Bad move, though, when dealing with this particular species. Shooting Livy hadn’t made the rest of her family afraid. These were not people who backed off or backed down. These were not people who understood normal, everyday fear.
Instead of making a point, the attack would bring nothing but blood and death and pain.
“We will not stay here,” Balt said, his suspicious gaze studying the entire yard. “But I think our safe houses may not be so safe anymore.”
Vic silently agreed. Livy’s attackers had known exactly where to find her. So it was a safe bet that the Kowalski and Yang safe houses were compromised, as well.
“I can get us a safe place.”
“Vic”—Livy’s hand pressed against his jaw, turning his face toward her—“you don’t have to get into the middle of this.”
That was where Livy was wrong. Vic was already in the middle of this. Deep in the middle. There was no way he would walk away now. He couldn’t even if he wanted to. Because where Livy went, he would always follow.
Of course, this wasn’t the time to tell her all that. She might be up and walking around, but she was still recovering, and he could see the exhaustion on her face. So any talk about what their future together might hold would have to wait.
Unable to say what he really felt, Vic just kissed Livy on the nose and said to Balt, “Let’s get out of here.”
“Jesus, Mary, and Joseph, Smith!” Cella snapped. “My brother said he’d take your car to his body shop and fix it. And one of those badgers already handed over an ungodly-sized wad of cash to pay for everything Barinov’s roar destroyed, including your car. So enough with the dog whining like you got your paw stuck in a gopher hole.”
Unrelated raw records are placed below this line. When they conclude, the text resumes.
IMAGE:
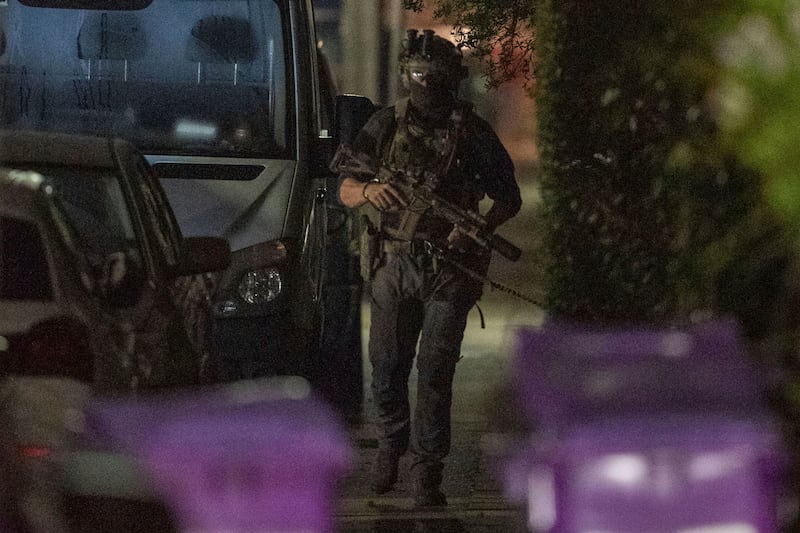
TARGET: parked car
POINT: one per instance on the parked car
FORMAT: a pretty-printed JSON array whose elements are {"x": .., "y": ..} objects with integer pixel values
[
  {"x": 93, "y": 261},
  {"x": 231, "y": 105},
  {"x": 99, "y": 295}
]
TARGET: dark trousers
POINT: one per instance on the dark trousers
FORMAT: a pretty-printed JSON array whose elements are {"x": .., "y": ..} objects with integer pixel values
[{"x": 413, "y": 306}]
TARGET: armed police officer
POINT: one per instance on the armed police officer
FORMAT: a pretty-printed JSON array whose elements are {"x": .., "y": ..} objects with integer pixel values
[{"x": 419, "y": 296}]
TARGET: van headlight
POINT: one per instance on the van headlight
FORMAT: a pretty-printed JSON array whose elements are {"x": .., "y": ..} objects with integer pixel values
[{"x": 260, "y": 286}]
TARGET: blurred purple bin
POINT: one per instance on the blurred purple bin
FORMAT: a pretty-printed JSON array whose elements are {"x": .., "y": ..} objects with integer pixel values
[
  {"x": 648, "y": 431},
  {"x": 252, "y": 456}
]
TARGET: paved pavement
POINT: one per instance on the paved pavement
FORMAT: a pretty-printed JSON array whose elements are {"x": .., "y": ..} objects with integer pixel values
[{"x": 476, "y": 502}]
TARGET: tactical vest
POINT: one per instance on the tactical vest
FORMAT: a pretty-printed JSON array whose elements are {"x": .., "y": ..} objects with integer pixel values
[{"x": 429, "y": 156}]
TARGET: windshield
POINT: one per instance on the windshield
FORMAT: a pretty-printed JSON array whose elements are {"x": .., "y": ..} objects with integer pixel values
[{"x": 187, "y": 77}]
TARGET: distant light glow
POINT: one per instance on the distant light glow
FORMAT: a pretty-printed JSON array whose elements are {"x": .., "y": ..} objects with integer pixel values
[
  {"x": 626, "y": 470},
  {"x": 191, "y": 129},
  {"x": 714, "y": 465},
  {"x": 541, "y": 499}
]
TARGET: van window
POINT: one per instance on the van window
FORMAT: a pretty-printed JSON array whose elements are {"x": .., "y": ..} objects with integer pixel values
[
  {"x": 188, "y": 77},
  {"x": 24, "y": 269}
]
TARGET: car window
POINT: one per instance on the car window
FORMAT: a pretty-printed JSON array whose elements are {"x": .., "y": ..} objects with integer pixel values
[
  {"x": 95, "y": 204},
  {"x": 178, "y": 77},
  {"x": 24, "y": 269},
  {"x": 164, "y": 229}
]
“I can fix my own car, Malone. It’s just, you don’t mess with a woman’s automobile. Do you have any idea how much work I put into that thing after I won it from Sissy Mae?”
“I don’t care.”
“Well, thank you very much.”
The pair sat on the stone wall that partially surrounded the house Cella had grown up in. The rest of the fence and the gate were chain-link and could hardly handle the combined weight of Cella and Dee-Ann’s collective asses.
“What’s really going on with you?” Cella finally asked the female who’d somehow managed to become a very good friend. Although that still surprised her. Because Dee-Ann was such a canine sometimes.
“What?”
“It’s not just your car that’s bothering you. Is it what happened to Livy?”
“Not really.”
“As always, such a caring person.”
“Look, the whole thing don’t sit right with me. I mean, to outright shoot that girl.”
“You expected more from Whitlan?”
“Darlin’, this is no longer about Whitlan. Those bears tracked Kowalski down at the Sports Center. And they were out-of-town bears, not even from this country, but they found her anyway.” Smith turned a bit so she could look right at Cella, and leaned in a bit. “And don’t it bother you a little bit that our bosses pulled us off the Whitlan case?”